Again, Hypermax to the rescue. Its H2E turbocharger and mounting kit was just what we needed and would be the perfect turbo setup for our current injector and tuning combo. This turbo system is perfect for the daily driver, towing and weekend hot-rod: good spooling characteristics, great towing manners and enough air for you guys who like to be hard on the throttle. Hypermax claims its new H2E kit will outflow a stock charger by more than 40 percent and is more than capable of supporting 400 plus horsepower. The charger is also easily upgradeable, should you ever need even more airflow.
The kit is supplied with everything needed for the swap, including a new pedestal, up-pipes, collector, y-pipe, intercooler pipes, down pipe and, of course, the turbo. The H2E charger system is offered in two versions: one for the 1994-early '99 models and one for the late '99-2003 model trucks.
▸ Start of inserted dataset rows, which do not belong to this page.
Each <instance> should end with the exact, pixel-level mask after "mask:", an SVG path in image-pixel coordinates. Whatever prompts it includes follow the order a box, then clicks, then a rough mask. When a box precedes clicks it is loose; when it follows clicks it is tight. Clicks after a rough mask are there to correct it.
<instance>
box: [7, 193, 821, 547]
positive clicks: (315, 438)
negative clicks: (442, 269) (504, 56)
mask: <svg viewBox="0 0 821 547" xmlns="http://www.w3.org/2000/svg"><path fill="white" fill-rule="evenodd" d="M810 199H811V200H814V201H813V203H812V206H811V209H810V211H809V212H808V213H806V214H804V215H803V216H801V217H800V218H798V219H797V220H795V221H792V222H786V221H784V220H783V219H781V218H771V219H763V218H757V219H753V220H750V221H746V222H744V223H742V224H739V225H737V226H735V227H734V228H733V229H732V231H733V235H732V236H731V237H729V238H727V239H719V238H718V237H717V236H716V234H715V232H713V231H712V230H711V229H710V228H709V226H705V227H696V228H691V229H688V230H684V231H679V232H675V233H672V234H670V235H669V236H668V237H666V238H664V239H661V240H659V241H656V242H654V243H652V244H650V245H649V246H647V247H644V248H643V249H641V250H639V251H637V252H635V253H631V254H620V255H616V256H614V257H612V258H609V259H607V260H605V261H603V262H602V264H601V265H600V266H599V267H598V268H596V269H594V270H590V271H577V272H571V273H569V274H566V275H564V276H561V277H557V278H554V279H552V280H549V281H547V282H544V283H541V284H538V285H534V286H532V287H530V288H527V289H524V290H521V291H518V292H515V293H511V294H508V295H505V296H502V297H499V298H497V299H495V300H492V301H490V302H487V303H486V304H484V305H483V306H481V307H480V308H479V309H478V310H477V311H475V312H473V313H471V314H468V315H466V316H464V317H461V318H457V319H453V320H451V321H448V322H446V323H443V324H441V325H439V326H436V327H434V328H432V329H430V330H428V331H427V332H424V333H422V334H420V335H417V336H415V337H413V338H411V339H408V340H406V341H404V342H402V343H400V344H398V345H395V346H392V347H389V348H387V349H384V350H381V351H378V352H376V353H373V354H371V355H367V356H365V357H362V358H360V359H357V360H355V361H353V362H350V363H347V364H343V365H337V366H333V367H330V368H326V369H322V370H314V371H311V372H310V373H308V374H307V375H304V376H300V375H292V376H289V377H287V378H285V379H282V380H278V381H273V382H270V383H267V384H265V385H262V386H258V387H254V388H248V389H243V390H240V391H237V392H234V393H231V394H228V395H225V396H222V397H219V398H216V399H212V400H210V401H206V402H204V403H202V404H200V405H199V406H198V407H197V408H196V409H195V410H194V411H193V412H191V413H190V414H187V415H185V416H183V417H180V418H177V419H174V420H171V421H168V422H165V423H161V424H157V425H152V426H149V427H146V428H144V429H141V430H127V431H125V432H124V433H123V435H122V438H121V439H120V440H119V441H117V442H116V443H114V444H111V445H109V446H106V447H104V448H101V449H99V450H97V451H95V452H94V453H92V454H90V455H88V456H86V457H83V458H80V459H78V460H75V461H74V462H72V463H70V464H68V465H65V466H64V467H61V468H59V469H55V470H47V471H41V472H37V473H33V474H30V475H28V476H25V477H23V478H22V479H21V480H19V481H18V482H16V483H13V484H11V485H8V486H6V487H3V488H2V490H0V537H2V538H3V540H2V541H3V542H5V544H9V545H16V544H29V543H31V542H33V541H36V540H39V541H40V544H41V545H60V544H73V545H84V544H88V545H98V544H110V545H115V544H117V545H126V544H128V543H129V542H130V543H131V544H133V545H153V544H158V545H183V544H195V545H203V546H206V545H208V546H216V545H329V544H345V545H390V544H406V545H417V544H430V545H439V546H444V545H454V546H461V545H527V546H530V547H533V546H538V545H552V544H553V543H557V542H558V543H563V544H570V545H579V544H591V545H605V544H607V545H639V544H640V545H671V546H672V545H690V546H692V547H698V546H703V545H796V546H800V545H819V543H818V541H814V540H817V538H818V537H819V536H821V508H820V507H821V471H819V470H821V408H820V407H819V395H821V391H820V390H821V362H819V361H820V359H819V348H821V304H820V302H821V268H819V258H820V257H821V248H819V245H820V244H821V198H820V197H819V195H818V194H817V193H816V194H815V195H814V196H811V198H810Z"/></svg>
Since it doesn't take much to upgrade the early '99 to the late model specs, we opted to install the newer version of the kit. All it took to install the new version was swapping out our factory plenums for the newer 3-inch plenum design. We picked those up from the dealer and made the swap after we had the factory turbo system removed.
Hypermax included all the hardware needed and provided a great set of instructions. While the swap is pretty straightforward, it is time-consuming. It took us the better part of a full Saturday in the garage to get it done, but in the end, it was well worth it. Just take your time and make sure to follow each step closely, it really isn't that tough.
Just as a heads up, the Hypermax H2E kit is supplied with new intake ducting to connect the new turbo to your factory air box. Since we'd already replaced our restrictive, closed air box system with the higher-flowing AFE system, some changes would need to be made. After speaking with Dennis Schroeder of ITP Diesel in Glendale, AZ, about our little dilemma (we were sure others had run into this same thing before), it turns out a customer of ITP had met that crossroads before and built a new intake pipe to connect the H2E charger to the AFE Stage II. After seeing the new piece, ITP promptly got permission to have a bunch made and coated with a Jet-Hot ceramic coating. ITP now offers the replacement pipe along with the other pieces needed to make this H2E to AFE system work. The fit was perfect and that shiny ceramic coating looks great.
Once the new turbocharger system and intake plenums were installed, our first test drive resulted in a permanent grin. What an awesome little combo. Who would have thought 400 hp in a $3500 truck could be so much fun? The turbo spools up great, even at our higher elevation here in Idaho, smoke is nearly non-existent and egts are in a much safer range. We should also add our peak boost jumped to 34 psi, a boost range that should still be safe for an engine still running stock head bolts.
We did, however, need to install an ITP Diesel Overboost Annihilator kit to keep our factory map sensor from sending an overboost code to the pcm. The map sensor is designed to send out a signal to the pcm to go into a defuel mode if boost rises above the 24-25 psi range. The Overboost Annihilator from ITP mounts between the y-pipe inlet and the map sensor and basically regulates what boost the map sees. We no longer get a check engine light and defuel mode. The truck is making in excess of 30 psi boost, but the map sensor never sees more than 20 psi.
With this part of the build complete, next time we'll look at upgrades to the factory fuel system. Fuel pressure from our factory system drops dramatically under a full load acceleration run, so that needs to be addressed. We'll also look at upgrades for the stock automatic transmission that has already started disagreeing with our new horsepower output. We'll soon be making some changes to the rear end, as traction in this 2wd has become an issue.